Let’s say we want to measure basic components of our universe, like the amount of dark matter it contains. To do that, we have to make assumptions about processes in the universe, like the total energy released when a supernova explodes, or how fast black holes swallow gas around them. Both of these processes affect not only the object, but its surrounding environment, which in turn can create effects on galactic and intergalactic scales. These things are not easy to measure, and there are entire subfields in astronomy dedicated to understanding them. If we want to do these types of universe-scale simulations, we have to make these kinds of assumptions. But by leveraging machine learning, we can run thousands of simulations with different assumptions about the energy of supernovae to find the best solution. Machine learning can also help illuminate connections between combinations of parameters that we might not normally see.

What does the day-to-day work on this project look like?

This project was started with two of my CCA colleagues, Francisco Villaescusa-Navarro and Daniel Anglés-Alcázar, but it’s really grown into this extended community of researchers who are interested in improving the simulations and developing extensions for their own research interests. As such, there’s a lot of organizational work. We have millions of files taking up close to a petabyte of data, which all needs to be cataloged, organized, and maintained so that it can be used effectively.

We’re also continually running new simulations, so we have to be sure we’re utilizing our supercomputer efficiently and that the simulations are running smoothly.

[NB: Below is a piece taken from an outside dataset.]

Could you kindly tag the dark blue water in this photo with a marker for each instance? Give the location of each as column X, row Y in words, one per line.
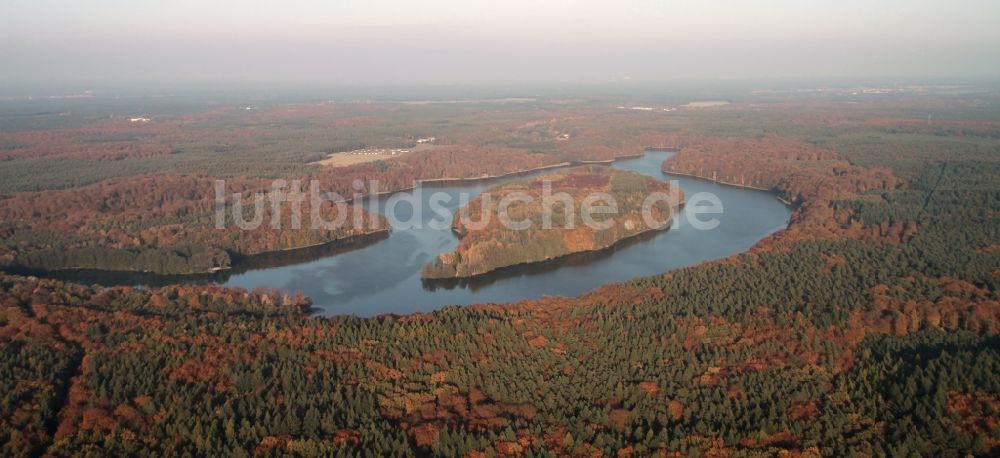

And then there’s designing new simulations, which requires thinking about which parameters to vary, what size of universe to simulate, and the overall setup of the simulation. For this, I spent a lot of time on calls with various research teams, figuring out what would be most useful for them. Overall, it’s a nice combination of some really hands-on technical work, project organization, and then the core scientific research itself.


What do you hope researchers will ultimately be able to learn about the universe from these simulations?

We ultimately want to measure the basic properties of our universe, like how much dark matter there is or how fast the universe is expanding. Those properties are important because they can provide insight on other, larger problems, such as whether the current description of our universe, the Standard Model, is accurate. These basic properties could ultimately tell us if there are new particles or new physics missing from that description.

Currently, observations alone can’t give us these answers. That’s because there’s a lot of analysis and assumptions you have to make to go from the things you can observe — like the distribution of galaxies in the sky — to how much dark matter is in the universe. You can do this with observations plus analytical theories, but you’re limited to studying only the largest scales. If we want to get precise measurements, we need to go to smaller scales, which requires simulations.

At this point, the project is in a proof-of-concept phase, showing that this new approach is effective. We’re still developing our methods, but the idea is to compare the simulations to observations and eventually use the simulations to train sophisticated neural networks to determine the basic properties of the universe given observations from even a small part of the sky. And hopefully someday we can answer some of these big, fundamental questions about our universe.